1. Wrap-up: A/B testing in python
Congratulations! You've reached the end of the course, but certainly not the end of an exciting AB testing and learning journey. We've covered a lot, so let's summarize what we've learned.
2. A/B testing summary
In chapter 1, you learned the fundamental steps of AB testing and where it can and can't be used. You also learned how to define and estimate several categories of metrics, along with functions such as dot sample, dot corr, and plotting functions like seaborn's pairplot and heatmap.
In chapter 2, we focused on the experiment design process. You learned how to formulate strong hypotheses, understand concepts like error rates, power, and effect size, followed by the critical components of a power analysis for sample size calculations, as well as multiple comparisons corrections.

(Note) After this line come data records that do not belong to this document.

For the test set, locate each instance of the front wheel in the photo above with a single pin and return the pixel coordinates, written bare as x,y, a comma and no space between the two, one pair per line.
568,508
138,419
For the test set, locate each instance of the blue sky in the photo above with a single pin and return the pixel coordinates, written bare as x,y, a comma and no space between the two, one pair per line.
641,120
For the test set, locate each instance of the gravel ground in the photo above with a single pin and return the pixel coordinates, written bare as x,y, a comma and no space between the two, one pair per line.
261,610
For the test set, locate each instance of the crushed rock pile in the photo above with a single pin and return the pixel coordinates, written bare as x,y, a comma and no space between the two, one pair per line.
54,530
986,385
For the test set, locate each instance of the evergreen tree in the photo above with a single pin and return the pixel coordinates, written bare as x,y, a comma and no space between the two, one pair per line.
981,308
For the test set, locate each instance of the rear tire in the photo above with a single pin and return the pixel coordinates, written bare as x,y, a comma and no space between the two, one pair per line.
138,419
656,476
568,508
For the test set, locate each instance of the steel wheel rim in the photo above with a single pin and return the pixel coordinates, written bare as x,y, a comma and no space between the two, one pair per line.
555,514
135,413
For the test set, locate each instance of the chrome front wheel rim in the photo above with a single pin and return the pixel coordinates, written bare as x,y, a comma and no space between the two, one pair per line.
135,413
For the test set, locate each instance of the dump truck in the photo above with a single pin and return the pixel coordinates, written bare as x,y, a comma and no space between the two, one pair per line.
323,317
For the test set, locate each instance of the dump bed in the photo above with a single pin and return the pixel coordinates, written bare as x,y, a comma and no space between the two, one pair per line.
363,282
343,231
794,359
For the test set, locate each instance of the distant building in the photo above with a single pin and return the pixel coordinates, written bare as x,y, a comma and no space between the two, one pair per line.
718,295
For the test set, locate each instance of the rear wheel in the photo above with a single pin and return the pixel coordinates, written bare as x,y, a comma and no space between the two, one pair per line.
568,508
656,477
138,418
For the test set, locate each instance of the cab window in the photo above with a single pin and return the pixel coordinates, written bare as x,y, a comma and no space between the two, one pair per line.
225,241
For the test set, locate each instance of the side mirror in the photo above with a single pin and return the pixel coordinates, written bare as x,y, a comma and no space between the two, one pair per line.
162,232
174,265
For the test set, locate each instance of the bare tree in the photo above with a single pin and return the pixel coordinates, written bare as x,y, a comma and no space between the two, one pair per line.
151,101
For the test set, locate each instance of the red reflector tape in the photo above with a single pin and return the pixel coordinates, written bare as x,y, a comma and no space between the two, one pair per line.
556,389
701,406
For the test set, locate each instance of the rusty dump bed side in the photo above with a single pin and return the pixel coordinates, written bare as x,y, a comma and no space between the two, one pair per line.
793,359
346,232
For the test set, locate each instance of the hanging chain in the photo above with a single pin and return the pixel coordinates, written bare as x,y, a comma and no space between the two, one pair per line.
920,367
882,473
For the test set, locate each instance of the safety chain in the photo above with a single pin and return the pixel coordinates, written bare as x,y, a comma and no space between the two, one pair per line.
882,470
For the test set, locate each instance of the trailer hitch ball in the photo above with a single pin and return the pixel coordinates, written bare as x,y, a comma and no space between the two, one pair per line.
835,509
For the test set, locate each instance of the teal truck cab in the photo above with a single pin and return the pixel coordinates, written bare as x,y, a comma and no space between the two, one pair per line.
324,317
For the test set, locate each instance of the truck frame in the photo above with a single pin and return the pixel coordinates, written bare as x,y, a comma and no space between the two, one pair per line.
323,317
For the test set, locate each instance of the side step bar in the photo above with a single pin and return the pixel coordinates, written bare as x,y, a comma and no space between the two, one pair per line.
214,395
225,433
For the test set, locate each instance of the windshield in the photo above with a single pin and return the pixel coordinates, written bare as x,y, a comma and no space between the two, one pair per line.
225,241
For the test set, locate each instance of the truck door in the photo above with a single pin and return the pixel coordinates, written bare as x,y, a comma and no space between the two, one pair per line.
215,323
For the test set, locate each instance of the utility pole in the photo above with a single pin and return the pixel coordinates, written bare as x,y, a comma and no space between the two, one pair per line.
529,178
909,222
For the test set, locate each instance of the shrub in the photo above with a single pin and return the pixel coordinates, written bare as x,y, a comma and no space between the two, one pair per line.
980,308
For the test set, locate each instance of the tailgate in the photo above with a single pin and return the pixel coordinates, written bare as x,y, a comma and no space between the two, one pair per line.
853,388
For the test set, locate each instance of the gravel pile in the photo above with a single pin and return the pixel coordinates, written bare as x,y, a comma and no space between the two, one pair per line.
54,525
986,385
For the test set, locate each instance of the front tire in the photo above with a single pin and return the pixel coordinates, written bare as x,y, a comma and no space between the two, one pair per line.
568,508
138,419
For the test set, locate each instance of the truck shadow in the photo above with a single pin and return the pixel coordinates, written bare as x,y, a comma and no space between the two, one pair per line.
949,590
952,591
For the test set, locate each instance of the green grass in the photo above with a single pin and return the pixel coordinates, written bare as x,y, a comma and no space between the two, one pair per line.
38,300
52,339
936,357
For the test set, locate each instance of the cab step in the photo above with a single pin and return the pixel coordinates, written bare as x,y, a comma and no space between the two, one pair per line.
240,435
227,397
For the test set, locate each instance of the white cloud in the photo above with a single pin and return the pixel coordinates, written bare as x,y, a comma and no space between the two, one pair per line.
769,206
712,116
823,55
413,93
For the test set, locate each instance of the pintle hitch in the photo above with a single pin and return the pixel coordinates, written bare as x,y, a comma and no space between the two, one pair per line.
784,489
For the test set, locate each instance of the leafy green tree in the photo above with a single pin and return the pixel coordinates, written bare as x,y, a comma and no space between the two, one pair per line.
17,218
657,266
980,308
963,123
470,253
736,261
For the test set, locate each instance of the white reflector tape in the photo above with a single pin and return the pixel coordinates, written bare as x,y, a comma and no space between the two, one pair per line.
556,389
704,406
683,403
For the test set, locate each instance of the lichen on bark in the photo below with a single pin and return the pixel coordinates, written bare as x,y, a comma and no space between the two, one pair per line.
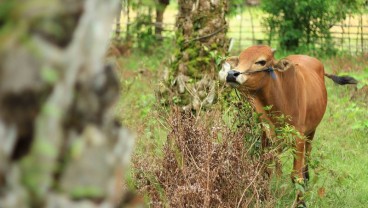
201,43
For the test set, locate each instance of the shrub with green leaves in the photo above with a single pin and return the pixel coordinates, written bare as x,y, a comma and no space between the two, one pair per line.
304,23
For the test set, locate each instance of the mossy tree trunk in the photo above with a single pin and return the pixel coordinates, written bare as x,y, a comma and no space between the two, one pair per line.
201,42
60,145
160,9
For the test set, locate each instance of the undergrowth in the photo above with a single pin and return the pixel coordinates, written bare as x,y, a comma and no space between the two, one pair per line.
206,163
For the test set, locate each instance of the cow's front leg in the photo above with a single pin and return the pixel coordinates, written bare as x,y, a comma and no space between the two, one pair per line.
297,174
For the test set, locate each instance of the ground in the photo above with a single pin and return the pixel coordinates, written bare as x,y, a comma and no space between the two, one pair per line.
339,156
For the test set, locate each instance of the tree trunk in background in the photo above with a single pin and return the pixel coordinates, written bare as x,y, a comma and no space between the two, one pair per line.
60,143
201,43
160,9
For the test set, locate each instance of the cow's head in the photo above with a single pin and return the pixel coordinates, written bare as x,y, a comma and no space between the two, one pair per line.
251,69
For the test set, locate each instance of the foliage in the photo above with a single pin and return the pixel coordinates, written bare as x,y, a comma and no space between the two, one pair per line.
301,24
143,29
205,164
235,7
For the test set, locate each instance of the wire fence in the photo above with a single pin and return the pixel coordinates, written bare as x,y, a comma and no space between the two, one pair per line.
247,28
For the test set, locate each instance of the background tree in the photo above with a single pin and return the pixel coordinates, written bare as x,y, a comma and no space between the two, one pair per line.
160,9
201,42
60,143
301,23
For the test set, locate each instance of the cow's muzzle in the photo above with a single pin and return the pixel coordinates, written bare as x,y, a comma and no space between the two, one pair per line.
231,76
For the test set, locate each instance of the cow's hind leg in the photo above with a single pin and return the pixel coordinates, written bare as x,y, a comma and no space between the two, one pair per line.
308,149
298,170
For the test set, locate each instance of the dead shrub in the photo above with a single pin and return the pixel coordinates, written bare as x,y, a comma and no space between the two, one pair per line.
208,162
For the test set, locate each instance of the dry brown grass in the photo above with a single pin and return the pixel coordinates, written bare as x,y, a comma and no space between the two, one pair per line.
206,163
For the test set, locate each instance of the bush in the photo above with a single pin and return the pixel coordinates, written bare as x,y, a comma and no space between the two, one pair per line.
303,23
208,163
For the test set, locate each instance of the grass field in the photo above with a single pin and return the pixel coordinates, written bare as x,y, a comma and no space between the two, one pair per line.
339,157
247,28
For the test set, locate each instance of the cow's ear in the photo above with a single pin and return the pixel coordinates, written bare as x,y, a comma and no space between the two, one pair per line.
233,61
283,65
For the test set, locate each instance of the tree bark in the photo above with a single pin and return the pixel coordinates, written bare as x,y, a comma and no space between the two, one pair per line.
160,9
60,140
201,43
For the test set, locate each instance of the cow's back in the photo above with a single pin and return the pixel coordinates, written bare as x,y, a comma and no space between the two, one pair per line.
313,101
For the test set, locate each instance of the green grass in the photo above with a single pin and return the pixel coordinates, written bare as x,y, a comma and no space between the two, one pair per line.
339,163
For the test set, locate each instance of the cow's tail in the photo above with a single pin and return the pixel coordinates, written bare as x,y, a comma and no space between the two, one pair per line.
342,80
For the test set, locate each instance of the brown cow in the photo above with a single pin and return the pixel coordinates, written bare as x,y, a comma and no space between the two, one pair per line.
293,86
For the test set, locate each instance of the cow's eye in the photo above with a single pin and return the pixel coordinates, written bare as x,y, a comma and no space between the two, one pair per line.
262,63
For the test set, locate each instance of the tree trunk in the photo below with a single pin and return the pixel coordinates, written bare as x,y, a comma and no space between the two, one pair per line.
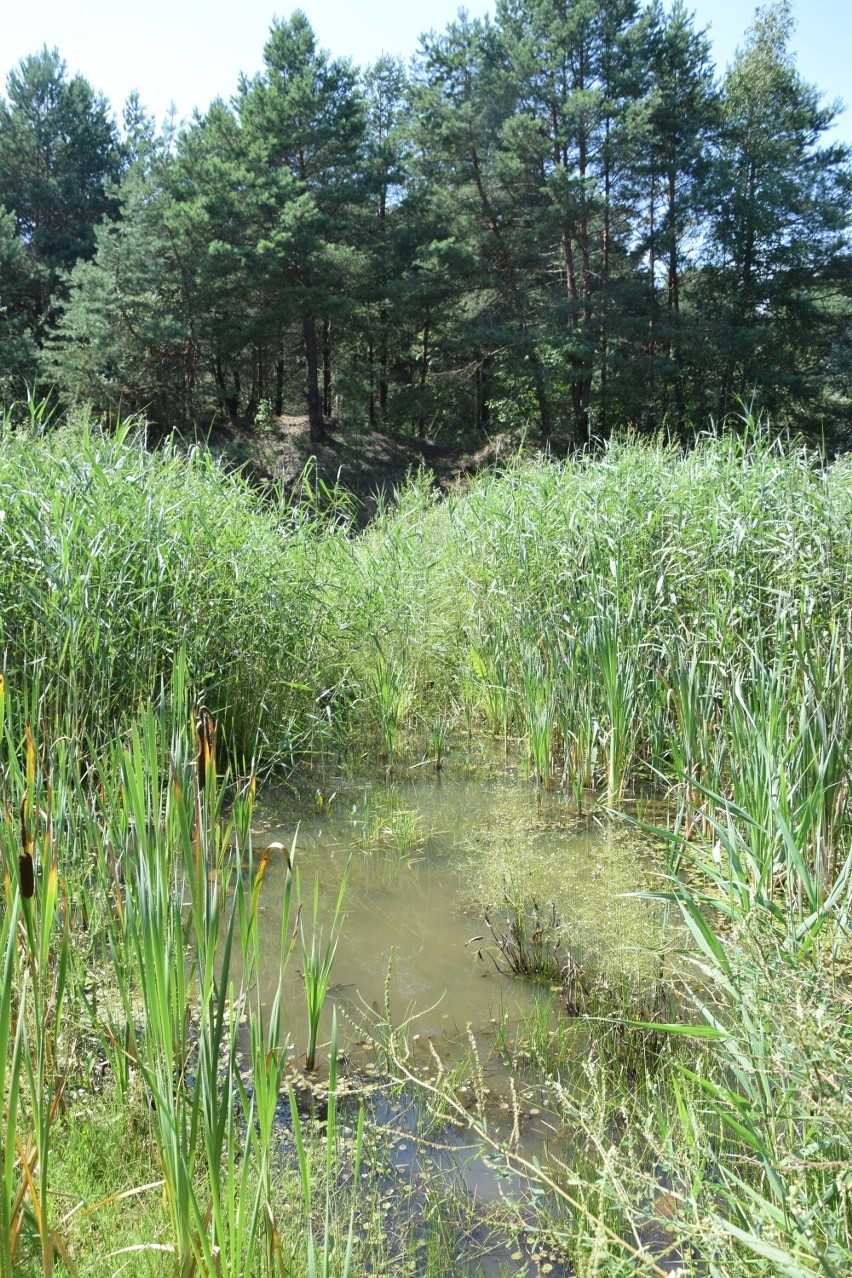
314,401
371,364
326,367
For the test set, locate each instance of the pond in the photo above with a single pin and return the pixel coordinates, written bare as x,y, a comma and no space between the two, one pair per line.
438,867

In chapter 3 you learned about common data cleaning techniques and exploratory analyses, sanity checks for internal and external validation, a framework for analyzing difference in proportions, and functions for running z-tests and estimating confidence intervals.
Finally, chapter 4 presented you with a framework for analyzing differences in means, and another for leveraging non-parametric tests when several assumptions aren't met. You also learned how to apply the Delta method for analyzing ratio metrics, and closed out with best practices and a list of more advanced topics to continue on your growth trajectory.
3. Congratulations!
Thank you for dedicating time to make it this far in the world of A/B testing, and I wish you the very best on this exciting learning and growth journey.